Seismic Response Analysis of Concrete Gravity Dam under Near-Fault Velocity Pulse-Like Ground Motions

Abstract

The original single component of seismic data served as the foundation for the majority of previous investigations on the impact of pulse-like ground motion on the dynamic response of structures. The seismic responses of significant infrastructure are less studied when multicomponent motion is taken into account as seismic excitation. As velocity pulses may cause considerable damage to long-period structures, it is of great significance to understand the seismic responses of gravity dams under near-fault pulse-like ground motions for mitigating structural damage. In this study, a unique evaluation approach is suggested for examining the dynamic responses of gravity dams using the combined ground motion of the horizontal and vertical components. Furthermore, the seismic responses of the dam body under rotated and scaled multipulse excitations are investigated. We employed continuous wavelet transform to choose 16 near-fault pulse-like ground motions from actual seismic events with similar amplitude as seismic excitation signals in order to simulate the earthquake damage to the Koyna Dam using the finite-element approach. The displacement, principal stress, and damage fractures of the gravity dam are used to quantify the impact of the pulse intensity variation. The analysis results demonstrate that the structure has remarkable seismic response owing to the presence of large pulse records. The large residual and peak displacements are mainly caused by the velocity pulses and the sensitivity of the upper part of the dam neck to the horizontal relative displacement is significantly higher than that of the lower part.
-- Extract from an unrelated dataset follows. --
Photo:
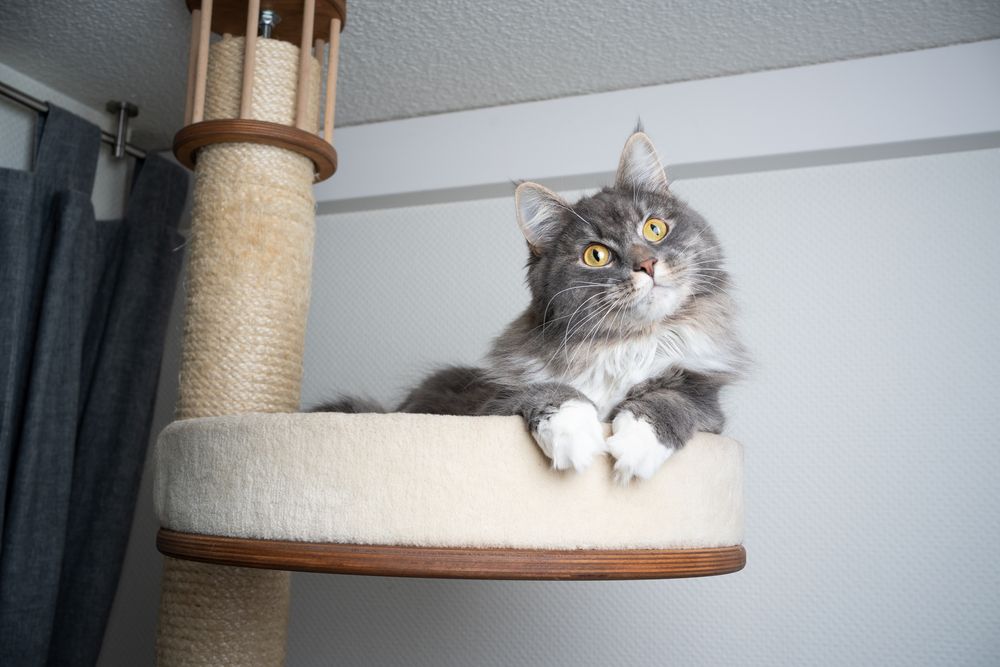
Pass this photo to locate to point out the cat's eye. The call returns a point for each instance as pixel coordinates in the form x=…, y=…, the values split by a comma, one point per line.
x=655, y=229
x=596, y=255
Although the mean intensity parameter of the rotated records with velocity pulse is smaller than that of the Koyna nonpulse, the former increases the mean damage to the dam by 41%. Compared with the rotated records, the scaled records may overestimate the damage of pulse-like motions to the structure, and the stronger pulses are likely to cause severe penetration cracks around the dam neck. The seismic response spectra reveal the potential effects of multicomponent pulse-like motions on the gravity dam and emphasize the significance of considering the combined motion for seismic design.